La tactique ne sera pas conséquente des idées maîtresses de la Révolution d'Octobre. Elle pose comme point premier la question de l'unité prolétarienne ; il faut satisfaire ce désir de la classe ouvrière. Comment ? En le groupant le plus possible sur un programme minimum dans des actions quotidiennes, en démasquant les PS. C'est sur cette opération de démasquage que l'IC fait la fausse manœuvre.

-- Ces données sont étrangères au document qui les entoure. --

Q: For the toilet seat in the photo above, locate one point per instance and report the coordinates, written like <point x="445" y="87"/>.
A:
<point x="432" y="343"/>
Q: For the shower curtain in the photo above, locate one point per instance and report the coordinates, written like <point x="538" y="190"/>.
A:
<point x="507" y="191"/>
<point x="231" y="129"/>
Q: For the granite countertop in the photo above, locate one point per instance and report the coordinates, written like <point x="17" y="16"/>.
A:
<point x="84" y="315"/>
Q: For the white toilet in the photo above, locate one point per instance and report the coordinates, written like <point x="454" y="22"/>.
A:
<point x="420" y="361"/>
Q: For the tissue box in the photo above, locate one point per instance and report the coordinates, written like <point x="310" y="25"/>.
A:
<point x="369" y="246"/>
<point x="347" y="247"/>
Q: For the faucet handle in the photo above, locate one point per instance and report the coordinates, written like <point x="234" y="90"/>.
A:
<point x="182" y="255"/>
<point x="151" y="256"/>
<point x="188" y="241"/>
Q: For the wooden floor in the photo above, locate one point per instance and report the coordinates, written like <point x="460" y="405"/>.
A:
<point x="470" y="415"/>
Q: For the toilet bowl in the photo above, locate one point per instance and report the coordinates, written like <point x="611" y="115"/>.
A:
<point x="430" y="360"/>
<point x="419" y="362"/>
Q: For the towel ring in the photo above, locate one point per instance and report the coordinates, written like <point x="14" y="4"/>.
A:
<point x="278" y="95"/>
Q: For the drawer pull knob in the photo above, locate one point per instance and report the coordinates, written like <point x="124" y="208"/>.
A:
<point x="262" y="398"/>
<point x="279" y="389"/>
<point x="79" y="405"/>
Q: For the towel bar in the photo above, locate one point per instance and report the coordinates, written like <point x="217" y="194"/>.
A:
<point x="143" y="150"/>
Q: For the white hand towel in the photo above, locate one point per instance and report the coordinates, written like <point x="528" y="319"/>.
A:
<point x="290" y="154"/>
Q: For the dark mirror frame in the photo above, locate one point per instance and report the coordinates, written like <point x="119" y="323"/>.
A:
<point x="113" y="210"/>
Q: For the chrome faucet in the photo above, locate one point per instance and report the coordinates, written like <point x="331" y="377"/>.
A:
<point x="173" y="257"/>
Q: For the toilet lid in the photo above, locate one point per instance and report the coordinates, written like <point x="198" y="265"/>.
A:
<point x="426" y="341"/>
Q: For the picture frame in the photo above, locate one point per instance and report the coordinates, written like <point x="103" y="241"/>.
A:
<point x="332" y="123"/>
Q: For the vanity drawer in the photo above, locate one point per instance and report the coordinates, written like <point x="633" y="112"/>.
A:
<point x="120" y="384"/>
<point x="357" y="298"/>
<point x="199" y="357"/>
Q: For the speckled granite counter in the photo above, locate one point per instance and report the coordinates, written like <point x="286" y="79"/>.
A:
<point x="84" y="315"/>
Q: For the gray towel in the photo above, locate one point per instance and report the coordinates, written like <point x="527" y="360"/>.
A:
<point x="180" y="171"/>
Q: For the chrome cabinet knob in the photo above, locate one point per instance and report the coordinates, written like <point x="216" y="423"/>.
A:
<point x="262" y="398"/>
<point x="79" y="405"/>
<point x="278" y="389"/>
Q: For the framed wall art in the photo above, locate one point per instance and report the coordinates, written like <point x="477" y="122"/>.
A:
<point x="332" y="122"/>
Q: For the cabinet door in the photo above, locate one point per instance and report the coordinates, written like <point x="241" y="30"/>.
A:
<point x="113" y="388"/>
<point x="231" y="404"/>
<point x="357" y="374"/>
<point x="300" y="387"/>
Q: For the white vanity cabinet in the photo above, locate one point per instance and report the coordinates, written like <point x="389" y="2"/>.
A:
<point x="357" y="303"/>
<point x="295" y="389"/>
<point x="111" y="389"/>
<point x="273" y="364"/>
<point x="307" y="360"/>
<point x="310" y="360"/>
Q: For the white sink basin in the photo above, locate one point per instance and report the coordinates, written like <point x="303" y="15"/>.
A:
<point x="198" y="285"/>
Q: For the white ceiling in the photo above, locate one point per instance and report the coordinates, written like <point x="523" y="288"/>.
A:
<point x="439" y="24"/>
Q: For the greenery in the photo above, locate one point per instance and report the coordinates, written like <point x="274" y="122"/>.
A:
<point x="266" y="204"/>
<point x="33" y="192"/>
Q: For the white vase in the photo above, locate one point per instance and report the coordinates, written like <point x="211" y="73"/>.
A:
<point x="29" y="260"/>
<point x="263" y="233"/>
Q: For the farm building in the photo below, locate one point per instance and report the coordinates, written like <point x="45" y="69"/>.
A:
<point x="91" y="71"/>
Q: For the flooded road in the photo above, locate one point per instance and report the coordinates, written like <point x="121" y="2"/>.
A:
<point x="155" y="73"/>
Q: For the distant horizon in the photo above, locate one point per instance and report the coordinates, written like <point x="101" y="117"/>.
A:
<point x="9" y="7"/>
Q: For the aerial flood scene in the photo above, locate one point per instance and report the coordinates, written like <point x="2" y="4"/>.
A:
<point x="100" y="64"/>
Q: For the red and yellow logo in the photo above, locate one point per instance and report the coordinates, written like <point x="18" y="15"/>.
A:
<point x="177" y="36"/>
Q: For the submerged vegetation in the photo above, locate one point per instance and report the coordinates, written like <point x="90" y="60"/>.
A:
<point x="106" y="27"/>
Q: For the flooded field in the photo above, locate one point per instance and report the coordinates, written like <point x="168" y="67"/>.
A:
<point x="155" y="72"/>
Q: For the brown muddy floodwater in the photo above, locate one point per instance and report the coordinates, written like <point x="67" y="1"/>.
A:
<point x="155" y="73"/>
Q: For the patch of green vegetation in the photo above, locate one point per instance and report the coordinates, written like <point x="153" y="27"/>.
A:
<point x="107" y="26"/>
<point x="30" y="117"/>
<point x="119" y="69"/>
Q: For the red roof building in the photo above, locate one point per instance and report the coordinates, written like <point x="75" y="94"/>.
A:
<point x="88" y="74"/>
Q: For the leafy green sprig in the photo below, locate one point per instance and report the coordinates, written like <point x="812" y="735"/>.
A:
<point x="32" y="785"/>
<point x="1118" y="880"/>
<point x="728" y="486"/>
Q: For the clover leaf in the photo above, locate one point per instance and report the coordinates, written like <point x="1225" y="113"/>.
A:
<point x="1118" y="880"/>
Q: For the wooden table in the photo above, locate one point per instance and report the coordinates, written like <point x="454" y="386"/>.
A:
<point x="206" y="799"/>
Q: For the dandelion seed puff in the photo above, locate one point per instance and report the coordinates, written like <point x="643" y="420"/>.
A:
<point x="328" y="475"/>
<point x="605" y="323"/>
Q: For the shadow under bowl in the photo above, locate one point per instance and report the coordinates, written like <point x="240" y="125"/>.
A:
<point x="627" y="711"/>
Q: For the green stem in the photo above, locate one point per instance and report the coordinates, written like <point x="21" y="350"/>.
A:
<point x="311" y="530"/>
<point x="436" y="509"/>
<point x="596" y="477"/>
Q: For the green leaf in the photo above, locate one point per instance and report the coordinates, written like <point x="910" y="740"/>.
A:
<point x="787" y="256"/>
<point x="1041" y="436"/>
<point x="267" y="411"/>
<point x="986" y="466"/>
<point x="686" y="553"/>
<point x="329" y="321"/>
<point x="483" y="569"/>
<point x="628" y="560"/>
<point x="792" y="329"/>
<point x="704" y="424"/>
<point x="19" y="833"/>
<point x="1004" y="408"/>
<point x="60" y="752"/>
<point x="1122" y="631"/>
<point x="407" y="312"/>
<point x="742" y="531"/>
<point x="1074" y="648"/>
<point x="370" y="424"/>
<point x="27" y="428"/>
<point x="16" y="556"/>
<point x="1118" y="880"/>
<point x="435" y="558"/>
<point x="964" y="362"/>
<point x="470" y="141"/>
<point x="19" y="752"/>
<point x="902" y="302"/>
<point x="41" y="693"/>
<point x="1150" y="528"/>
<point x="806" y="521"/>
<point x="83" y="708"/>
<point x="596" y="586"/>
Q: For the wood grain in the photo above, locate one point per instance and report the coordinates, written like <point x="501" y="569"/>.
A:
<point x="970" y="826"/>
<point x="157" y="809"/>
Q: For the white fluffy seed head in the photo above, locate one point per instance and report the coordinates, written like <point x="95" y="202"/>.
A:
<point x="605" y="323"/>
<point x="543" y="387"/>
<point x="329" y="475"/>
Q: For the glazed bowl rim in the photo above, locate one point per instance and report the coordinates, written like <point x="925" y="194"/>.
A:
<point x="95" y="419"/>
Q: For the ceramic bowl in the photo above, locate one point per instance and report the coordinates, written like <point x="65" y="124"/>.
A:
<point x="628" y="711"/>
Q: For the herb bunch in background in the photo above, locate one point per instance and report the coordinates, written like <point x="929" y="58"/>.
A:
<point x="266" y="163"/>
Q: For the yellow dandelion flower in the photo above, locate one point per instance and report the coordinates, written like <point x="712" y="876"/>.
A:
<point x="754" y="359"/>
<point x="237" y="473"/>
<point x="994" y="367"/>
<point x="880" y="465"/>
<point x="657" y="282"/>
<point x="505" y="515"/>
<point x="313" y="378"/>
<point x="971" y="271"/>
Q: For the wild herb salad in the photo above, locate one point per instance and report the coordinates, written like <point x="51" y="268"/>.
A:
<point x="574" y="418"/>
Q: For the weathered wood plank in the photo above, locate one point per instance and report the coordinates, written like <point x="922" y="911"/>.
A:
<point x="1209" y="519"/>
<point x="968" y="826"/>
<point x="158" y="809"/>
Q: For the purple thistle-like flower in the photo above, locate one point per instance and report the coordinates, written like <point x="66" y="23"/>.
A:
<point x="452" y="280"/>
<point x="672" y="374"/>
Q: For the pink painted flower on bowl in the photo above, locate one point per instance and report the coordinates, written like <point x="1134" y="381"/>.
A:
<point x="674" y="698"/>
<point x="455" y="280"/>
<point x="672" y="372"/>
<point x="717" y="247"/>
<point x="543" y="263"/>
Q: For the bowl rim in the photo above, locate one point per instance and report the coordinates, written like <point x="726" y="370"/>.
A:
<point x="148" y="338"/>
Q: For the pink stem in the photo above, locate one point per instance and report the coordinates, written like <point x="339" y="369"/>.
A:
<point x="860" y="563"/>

Au lieu de démasquer le caractère contre-révolutionnaire des PS par la concrétisation du programme minimum dans la lutte de tous les jours, l'IC invite les sections nationales à proposer des actions communes aux PS même en dehors du programme minimum. Ainsi, disent-ils, si les partis traîtres refusent l'action commune, c'est eux qui paraîtront aux yeux du prolétariat comme les scissionnistes de la classe ouvrière ; et s'ils acceptent, de par leur nature et fonction contre-révolutionnaires ils se démasqueront pleinement au cours de la lutte.
La Conférence résumait justement, dans cette nouvelle tactique, une transformation de la nature du parti et de l'Internationale puisqu'elle pose comme condition d'adhésion au parti le programme minimum, tendant ainsi à considérer que l'unité prolétarienne autour de l'IC est fonction de l'élargissement à la classe entière du parti (parti de masse) avant la révolution et malgré le capitalisme au pouvoir.
Octobre 1917 avait prouvé que, même après la révolution, le parti avait à disputer l'influence, dans la classe ouvrière, à la bourgeoisie. Cette nouvelle tactique déformait la signification et l'enseignement de la Révolution russe et se donnait non pas la révolution comme but immédiat posé par la situation mais l'intégration des masses ouvrières dans le parti.
Pour ce qui est du démasquage des PS, le premier mouvement de méfiance de l'Internationale jaune n'a pas donné les résultats qu'on escomptait. Bien au contraire elle a permis de réduire le programme minimum d'action commune à sa forme la plus désossée et d'introduire des mesures réformistes qui achevaient de neutraliser les derniers éléments proprement révolutionnaires qui restaient dans le programme.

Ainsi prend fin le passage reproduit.